14º "Desabafando"

66 36 4
                                    

Estava impossível dormir. Era inevitável tirar da cabeça o vulto visto de relance. Por mais que tentasse, não conseguia se lembrar de nenhum detalhe. Sabia que era um homem. Única certeza.

O coração pulsava intensamente devido ao susto, mesmo começando a crer que apenas sonhara. Isto pois, voltou a perceber a paz interior que ainda sentia. Nada a deixaria mais feliz se pudesse ver Harry outra vez e se toda aquela injustiça dos virtuosos acabasse, mas o fato de não tê-lo mais em sua vida, não era um empecilho tão grande para viver os segundos subsequentes. Com aquela tranquilidade recente, tinha vontade de estar em ação. Uma pequena vontade, mas tinha.

Sem sono, abriu uma das janelas de seu quarto – com a visão do imenso corredor de Coharnil – e observou o nascer do Sol e quando a grande estrela já iluminava bem o lugar, resolveu abrir a outra janela de seu quarto. Tinha esquecido que aquela dava de frente com a casa de Luca. Logo em seguida, se lembrou da conversa escutada em seu primeiro dia na escola, vinda daquele quarto. Tal recordação veio, pois ouviu uma outra conversa, novamente apenas com a voz de Luca. No mesmo instante, Audrey parou de mirar a janela, pois não queria interferir na privacidade alheia, além de temer ouvir algo que, novamente, não lhe agradasse.

Começou a sentir fome. Arrumou sua cama, aproveitou aquela sensação de paz para tomar um banho relaxante e foi verificar se Helena já acordara. Como esta ainda parecia dormir, desceu os degraus, colocou a mão no cano e esperou-o abrir. Não se incomodava mais em usar aquele cano para ir de um lugar a outro. Na verdade, passou achar prático.

Meio Traça, o lugar que escolheu aquela manhã, parecia mais uma padaria, do que um restaurante. Chegou em um dos balcões e fez seu pedido. O cheiro do lugar era mais agradável. Teria de pagar ali, mas pelo jeito valeria a pena. Logo o atendente anunciou que seu pedido estava pronto e que Audrey apenas precisaria escolher um lugar para se sentar, que o pedido chegaria à mesa.

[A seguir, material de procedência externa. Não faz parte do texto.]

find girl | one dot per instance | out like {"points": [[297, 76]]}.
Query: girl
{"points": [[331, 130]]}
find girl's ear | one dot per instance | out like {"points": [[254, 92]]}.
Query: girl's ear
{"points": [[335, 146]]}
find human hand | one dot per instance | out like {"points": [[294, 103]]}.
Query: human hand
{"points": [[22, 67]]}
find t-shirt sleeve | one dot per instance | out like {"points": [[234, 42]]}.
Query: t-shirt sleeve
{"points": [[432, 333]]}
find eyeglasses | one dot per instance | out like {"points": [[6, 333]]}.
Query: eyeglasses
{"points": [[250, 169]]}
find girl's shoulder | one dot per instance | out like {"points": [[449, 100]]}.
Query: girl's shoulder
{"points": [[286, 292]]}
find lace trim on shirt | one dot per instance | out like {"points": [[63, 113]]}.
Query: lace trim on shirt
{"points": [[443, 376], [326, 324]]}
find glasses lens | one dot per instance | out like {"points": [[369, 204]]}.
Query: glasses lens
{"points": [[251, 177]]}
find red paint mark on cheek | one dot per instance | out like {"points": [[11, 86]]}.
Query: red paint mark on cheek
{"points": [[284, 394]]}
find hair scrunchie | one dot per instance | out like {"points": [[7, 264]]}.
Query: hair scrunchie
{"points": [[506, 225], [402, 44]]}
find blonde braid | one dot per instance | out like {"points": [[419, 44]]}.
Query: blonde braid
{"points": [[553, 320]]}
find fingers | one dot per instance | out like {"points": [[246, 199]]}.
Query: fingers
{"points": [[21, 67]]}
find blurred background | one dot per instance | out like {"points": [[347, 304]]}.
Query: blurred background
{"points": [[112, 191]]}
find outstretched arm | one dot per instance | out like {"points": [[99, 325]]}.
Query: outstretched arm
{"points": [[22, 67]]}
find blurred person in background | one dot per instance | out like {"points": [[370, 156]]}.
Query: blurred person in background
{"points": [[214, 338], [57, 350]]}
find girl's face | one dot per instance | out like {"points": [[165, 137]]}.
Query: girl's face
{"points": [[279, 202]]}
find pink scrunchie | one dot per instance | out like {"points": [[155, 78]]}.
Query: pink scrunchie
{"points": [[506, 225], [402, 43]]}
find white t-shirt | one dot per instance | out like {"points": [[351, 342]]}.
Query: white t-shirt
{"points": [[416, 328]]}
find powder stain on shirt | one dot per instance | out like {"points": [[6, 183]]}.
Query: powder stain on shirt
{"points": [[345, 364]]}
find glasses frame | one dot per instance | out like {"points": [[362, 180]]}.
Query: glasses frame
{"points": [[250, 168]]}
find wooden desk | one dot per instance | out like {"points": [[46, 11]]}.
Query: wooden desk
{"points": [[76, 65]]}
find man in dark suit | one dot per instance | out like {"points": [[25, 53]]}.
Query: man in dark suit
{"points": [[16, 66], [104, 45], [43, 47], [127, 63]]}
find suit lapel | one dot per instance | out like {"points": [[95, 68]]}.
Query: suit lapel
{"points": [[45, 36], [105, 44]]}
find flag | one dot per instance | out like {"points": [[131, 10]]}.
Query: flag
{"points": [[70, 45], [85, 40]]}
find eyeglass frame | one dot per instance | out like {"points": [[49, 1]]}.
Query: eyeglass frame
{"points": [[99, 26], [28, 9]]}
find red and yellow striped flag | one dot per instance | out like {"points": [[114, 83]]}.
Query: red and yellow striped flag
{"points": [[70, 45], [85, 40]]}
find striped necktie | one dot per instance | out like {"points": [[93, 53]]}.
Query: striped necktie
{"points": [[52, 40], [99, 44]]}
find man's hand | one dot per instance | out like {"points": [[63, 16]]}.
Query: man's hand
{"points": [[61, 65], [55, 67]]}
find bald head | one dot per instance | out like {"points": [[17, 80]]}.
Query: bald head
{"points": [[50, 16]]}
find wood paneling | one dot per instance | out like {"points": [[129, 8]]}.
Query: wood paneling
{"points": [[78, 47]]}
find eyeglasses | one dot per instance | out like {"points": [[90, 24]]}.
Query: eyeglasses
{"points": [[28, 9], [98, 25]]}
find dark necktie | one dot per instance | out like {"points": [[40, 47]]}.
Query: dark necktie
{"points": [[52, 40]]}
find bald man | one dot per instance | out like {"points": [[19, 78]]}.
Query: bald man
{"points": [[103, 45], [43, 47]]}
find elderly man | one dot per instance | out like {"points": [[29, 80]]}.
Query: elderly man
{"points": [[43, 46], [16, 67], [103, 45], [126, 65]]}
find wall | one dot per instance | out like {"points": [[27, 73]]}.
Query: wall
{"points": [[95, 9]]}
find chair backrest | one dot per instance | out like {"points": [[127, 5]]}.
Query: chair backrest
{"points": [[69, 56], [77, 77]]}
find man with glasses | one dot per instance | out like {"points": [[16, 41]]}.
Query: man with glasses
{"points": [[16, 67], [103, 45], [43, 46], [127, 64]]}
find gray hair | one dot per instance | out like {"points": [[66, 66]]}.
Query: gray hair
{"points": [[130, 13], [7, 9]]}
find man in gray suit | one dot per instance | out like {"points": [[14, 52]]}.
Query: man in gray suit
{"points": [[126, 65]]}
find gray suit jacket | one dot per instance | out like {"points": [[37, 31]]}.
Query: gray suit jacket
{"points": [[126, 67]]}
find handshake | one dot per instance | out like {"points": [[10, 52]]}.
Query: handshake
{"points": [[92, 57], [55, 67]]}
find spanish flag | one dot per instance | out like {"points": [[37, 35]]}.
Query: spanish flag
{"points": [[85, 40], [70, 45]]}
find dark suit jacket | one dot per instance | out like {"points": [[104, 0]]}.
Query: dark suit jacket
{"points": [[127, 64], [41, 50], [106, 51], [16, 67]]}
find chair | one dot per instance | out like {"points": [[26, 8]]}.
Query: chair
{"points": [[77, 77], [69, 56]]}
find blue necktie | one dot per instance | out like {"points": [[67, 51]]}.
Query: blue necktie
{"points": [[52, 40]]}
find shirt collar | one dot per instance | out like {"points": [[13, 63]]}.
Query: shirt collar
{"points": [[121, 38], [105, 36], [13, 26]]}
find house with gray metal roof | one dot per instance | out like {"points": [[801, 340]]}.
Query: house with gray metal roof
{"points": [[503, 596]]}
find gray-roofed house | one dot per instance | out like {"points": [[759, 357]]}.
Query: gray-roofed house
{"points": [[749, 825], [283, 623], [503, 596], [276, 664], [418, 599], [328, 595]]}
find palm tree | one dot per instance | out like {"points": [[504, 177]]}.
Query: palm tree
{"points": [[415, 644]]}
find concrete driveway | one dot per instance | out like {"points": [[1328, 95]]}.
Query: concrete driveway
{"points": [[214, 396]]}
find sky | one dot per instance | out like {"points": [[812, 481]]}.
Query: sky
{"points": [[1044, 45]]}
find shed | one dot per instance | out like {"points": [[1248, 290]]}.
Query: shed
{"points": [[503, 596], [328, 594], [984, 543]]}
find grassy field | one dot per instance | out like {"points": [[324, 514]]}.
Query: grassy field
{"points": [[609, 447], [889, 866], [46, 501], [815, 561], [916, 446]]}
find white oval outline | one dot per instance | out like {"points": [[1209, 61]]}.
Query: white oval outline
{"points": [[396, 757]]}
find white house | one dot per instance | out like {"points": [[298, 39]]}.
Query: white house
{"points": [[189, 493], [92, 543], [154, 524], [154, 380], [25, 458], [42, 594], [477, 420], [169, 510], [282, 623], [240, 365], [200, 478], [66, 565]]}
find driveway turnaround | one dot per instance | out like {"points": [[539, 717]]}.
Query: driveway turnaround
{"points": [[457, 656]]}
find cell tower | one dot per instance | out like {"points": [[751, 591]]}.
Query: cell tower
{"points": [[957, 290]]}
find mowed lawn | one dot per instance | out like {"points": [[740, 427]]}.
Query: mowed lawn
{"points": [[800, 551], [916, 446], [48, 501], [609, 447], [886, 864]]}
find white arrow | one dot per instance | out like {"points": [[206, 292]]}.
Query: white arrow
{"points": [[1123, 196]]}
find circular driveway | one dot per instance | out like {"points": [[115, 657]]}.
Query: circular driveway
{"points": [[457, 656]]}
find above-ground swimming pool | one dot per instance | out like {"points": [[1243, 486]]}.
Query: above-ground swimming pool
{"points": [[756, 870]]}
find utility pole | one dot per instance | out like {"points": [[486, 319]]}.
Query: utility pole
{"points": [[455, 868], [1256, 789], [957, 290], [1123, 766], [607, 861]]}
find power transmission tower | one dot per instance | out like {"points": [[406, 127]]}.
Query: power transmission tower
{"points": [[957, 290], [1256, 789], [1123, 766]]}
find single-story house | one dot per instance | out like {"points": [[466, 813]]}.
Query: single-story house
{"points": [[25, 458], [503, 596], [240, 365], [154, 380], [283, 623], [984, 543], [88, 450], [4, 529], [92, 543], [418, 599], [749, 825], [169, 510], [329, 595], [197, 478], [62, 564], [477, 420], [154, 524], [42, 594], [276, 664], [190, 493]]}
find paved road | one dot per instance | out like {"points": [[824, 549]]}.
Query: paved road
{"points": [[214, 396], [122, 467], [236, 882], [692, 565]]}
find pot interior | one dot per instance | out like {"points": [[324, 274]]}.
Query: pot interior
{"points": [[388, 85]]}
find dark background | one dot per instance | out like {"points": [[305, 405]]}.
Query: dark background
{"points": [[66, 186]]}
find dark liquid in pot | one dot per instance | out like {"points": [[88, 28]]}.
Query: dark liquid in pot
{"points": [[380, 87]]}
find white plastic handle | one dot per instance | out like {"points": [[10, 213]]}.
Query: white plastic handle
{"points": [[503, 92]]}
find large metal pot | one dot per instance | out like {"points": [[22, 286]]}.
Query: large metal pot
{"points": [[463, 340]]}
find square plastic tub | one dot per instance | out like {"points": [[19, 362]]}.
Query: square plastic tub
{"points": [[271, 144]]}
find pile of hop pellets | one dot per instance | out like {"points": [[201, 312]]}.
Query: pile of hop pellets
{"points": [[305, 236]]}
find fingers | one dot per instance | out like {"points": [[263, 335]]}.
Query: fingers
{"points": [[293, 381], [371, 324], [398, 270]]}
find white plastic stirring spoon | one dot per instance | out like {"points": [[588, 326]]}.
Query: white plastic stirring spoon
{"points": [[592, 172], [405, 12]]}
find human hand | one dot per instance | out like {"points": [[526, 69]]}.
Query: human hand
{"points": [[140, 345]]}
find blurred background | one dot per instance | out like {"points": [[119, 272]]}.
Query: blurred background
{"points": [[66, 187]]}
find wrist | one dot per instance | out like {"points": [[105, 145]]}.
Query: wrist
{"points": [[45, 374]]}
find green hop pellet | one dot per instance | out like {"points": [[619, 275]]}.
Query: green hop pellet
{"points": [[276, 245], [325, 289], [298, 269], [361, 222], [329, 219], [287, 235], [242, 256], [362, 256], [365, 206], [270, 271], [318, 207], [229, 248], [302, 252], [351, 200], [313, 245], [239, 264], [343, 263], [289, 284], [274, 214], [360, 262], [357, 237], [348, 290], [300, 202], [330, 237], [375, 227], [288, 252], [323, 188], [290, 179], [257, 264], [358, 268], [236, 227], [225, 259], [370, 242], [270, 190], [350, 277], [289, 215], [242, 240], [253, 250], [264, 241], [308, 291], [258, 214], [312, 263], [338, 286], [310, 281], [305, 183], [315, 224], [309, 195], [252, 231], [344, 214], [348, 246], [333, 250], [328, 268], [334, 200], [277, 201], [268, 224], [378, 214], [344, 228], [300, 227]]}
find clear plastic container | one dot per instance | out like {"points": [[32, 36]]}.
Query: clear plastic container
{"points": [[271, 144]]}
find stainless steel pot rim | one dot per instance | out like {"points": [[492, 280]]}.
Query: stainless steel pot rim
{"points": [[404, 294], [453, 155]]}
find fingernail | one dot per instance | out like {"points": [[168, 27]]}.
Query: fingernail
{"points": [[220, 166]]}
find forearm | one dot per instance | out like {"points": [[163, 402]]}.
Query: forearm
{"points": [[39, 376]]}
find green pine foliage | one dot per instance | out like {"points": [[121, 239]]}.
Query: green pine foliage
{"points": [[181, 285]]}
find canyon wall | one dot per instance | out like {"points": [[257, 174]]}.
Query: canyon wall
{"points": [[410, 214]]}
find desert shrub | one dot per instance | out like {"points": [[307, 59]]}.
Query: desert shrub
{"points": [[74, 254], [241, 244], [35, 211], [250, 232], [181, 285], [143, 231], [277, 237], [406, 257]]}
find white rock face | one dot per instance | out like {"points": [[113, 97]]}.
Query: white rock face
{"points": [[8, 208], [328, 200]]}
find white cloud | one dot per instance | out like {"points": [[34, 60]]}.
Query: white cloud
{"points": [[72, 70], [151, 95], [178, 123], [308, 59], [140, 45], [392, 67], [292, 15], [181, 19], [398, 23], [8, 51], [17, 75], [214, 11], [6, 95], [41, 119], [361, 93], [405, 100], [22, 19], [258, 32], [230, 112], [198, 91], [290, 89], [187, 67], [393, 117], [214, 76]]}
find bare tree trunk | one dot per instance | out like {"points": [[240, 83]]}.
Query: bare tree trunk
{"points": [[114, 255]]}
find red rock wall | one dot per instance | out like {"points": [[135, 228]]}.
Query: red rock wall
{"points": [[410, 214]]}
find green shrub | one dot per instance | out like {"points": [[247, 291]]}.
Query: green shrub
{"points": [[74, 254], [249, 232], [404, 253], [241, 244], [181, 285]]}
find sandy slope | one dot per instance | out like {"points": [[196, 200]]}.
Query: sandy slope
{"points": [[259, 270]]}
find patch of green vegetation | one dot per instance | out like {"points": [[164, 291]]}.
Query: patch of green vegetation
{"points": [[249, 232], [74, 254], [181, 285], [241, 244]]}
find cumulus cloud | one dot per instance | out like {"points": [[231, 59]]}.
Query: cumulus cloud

A garota olhou para as mesas retangulares e os sofás vermelhos do estilo booth que ali havia, pensando onde iria se acomodar. A grande maioria estava vazia. Apenas em uma delas, viu um garoto sentado, comendo sozinho. Ao se aproximar, reconheceu-o imediatamente.

— Bom dia – sorriu ela, com simpatia. – Se importa se eu me sentar com você?

— Claro que não – respondeu Luca na mesma hora, engolindo nas pressas o que mastigava. – Fique à vontade.

— Obrigada – agradeceu Audrey, sentando-se ao sofá, que rodeava a mesa de metal. No mesmo instante, um prato com um croissant e uma caneca com achocolatado, ergueu-se a sua frente. Olhou rapidamente ao atendente, que acenou com a cabeça e um sorriso.

Em seguida, imaginou se realmente fora uma boa ideia se convidar para estar ali. Parecia difícil manter um diálogo com Luca. E a conversa que tivera com Isaac, reforçava aquela ideia. "Isaac", pensou, sabendo o que perguntar: – O Isaac não vem?

— Não. Ele está dormindo.

— Mas... – começou a dizer Audrey se lembrando do que acabara de ouvir em seu quarto, mas logo parou. Não quis passar uma impressão de bisbilhoteira.

Por um instante, se esquecera da ideia de que ele poderia, simplesmente, ter conversado com alguém pelo celular ou até mesmo, pelo Decomv.

— Mas...?

— Nada não.

Luca parecia desconfiar de algo, mas preferiu ficar calado a insistir em uma conversa. Audrey sentia-se desconfortável naquela situação, imaginando que Luca também. Tinha medo de fazer alguma pergunta indelicada, mas não sabia quase nada sobre ele. Se perguntasse algo que ele não quisesse responder, era só aceitar à vontade dele.

— Você gosta da escola? – resolveu perguntar.

— É, não é de todo mal – disse, desviando o olhar.